Saudi Arabia’s most prominent female film director says there is a “momentum change” in the country and that cinema is one of the most important tools in changing the fate of women, who are still are not considered legal persons there.
Haifaa al-Mansour – who is one of only two women in the main 21-film competition – premiered The Perfect Candidate, her drama about a young female doctor who runs for public office, at the Venice film festival on Wednesday.
“Film is a tool for change and a way to introduce new ideas,” she said. “For Saudi women – and women in the Middle East in general – there is a lot of push now: women can vote and drive, but women are reluctant to accept those roles.”
“I want more women to be active members of [Saudi] society,” she added. “It’s going to be hard … but there is a momentum change in Saudi Arabia right now and it’s a chance for women to take advantage of it. By making a film like this I want them to feel it is not the end of the world if you run [for office] and lose.”

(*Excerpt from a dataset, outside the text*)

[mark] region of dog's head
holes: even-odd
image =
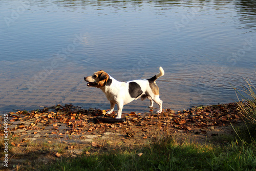
[[[88,82],[88,86],[99,88],[105,86],[109,78],[106,72],[100,70],[94,72],[92,76],[84,77],[84,81]]]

When asked if the Venice festival should have more then two films by female directors in its main competition, Al-Mansour said she believes more funding and support for female film-makers is the simplest way to improve representation.

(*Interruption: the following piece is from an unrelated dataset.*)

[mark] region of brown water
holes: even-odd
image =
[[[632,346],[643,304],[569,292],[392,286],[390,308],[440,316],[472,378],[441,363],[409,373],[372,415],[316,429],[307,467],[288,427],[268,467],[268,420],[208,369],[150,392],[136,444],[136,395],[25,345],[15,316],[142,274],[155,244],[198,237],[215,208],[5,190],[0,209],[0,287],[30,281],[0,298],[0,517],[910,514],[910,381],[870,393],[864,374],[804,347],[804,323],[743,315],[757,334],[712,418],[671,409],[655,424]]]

“There is a crack now, and we see things happening and changing. But it needs to happen at an earlier stage,” she said. “It starts from financing. It starts with studios opening up their systems to more diverse directors. We’ve seen a lot of women prove themselves, like Brie Larson who is carrying a huge film and showing it can make box office.”

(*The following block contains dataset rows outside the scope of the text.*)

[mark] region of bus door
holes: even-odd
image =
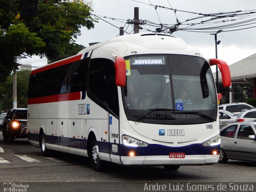
[[[121,164],[120,158],[119,120],[118,93],[115,78],[110,78],[109,91],[108,132],[110,156],[111,161]]]

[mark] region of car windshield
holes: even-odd
[[[16,119],[27,119],[27,112],[26,110],[15,110],[12,117]]]
[[[6,116],[6,113],[2,113],[0,115],[0,119],[3,119]]]
[[[233,113],[231,112],[230,112],[229,111],[225,111],[224,112],[225,112],[225,113],[226,113],[228,114],[231,115],[231,116],[237,116],[238,115],[237,114],[235,114],[234,113]]]
[[[168,124],[216,120],[218,105],[214,81],[204,59],[150,54],[125,60],[128,66],[127,86],[122,90],[128,120]]]

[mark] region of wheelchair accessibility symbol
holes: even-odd
[[[176,110],[183,110],[183,103],[175,103],[175,107]]]

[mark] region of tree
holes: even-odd
[[[17,71],[17,106],[19,108],[27,108],[28,90],[29,77],[31,72],[28,70]],[[0,84],[0,101],[2,101],[3,109],[12,108],[12,91],[13,74],[9,75],[6,80]]]
[[[16,57],[59,58],[80,35],[82,26],[90,29],[97,22],[82,0],[38,0],[35,16],[21,15],[22,2],[0,0],[0,81],[17,69]]]

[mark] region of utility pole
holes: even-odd
[[[126,22],[127,24],[132,24],[134,25],[134,33],[139,33],[139,30],[142,29],[143,28],[140,27],[140,25],[144,25],[143,22],[140,22],[139,20],[139,8],[134,7],[134,17],[133,20],[128,20]]]
[[[216,33],[211,33],[210,35],[214,35],[214,40],[215,40],[215,56],[216,58],[218,58],[218,54],[217,52],[217,45],[218,45],[220,43],[220,41],[217,41],[217,34],[222,32],[223,30],[219,30]],[[218,93],[220,92],[219,90],[219,76],[218,74],[218,65],[216,65],[216,89],[217,90],[217,93]]]
[[[16,57],[15,61],[17,63],[17,59],[26,58],[26,57]],[[13,87],[12,89],[12,108],[17,108],[17,71],[15,69],[13,72]]]
[[[134,34],[139,33],[139,8],[134,7]]]
[[[124,27],[120,27],[119,28],[119,35],[122,36],[124,35]]]
[[[13,89],[12,108],[17,108],[17,73],[15,69],[13,73]]]

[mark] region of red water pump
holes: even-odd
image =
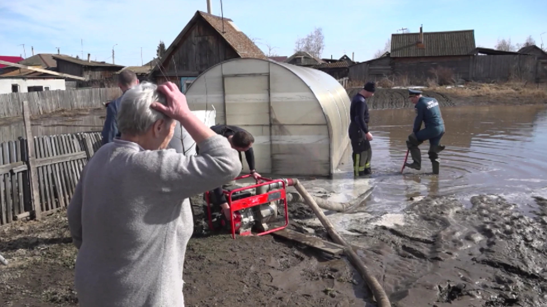
[[[235,181],[251,176],[245,175]],[[262,235],[286,228],[289,225],[289,212],[287,204],[287,186],[291,185],[290,179],[270,179],[260,178],[259,183],[248,186],[232,185],[223,187],[223,192],[230,205],[230,216],[228,221],[219,206],[212,206],[209,192],[205,193],[207,214],[210,229],[231,229],[232,238],[236,233],[251,235],[253,231]],[[269,223],[277,220],[278,208],[283,206],[284,225],[270,228]],[[218,208],[214,208],[214,207]]]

Al-Mansour – who joined the kingdom’s General Authority for Culture, a body that oversees cultural and artistic development in Saudi Arabia – in 2018, spoke of the differing attitudes towards male and female directors in the film industry.
“A lot of women do a hit Sundance movie and it takes 10 years before they do another movie,” she said. “Then a male director makes a hit Sundance movie and he will move straight into making $30m movies. He makes that film and his career develops and moves. There is a crack in the system now, and we need to capitalise on it … it’s the only way.”
The director became emotional when discussing the changes that she hopes can happen for young women in Saudi Arabia and the rest of the world. “We should come together as women and support each other,” she said.
“I think cultivating that sisterhood is the beginning of a real feminist movement at heart where we can empower a younger generation to not have to work as hard as we did to assert themselves. To come to the workplace and be respected. I want my daughter to enjoy a place like that in the future.”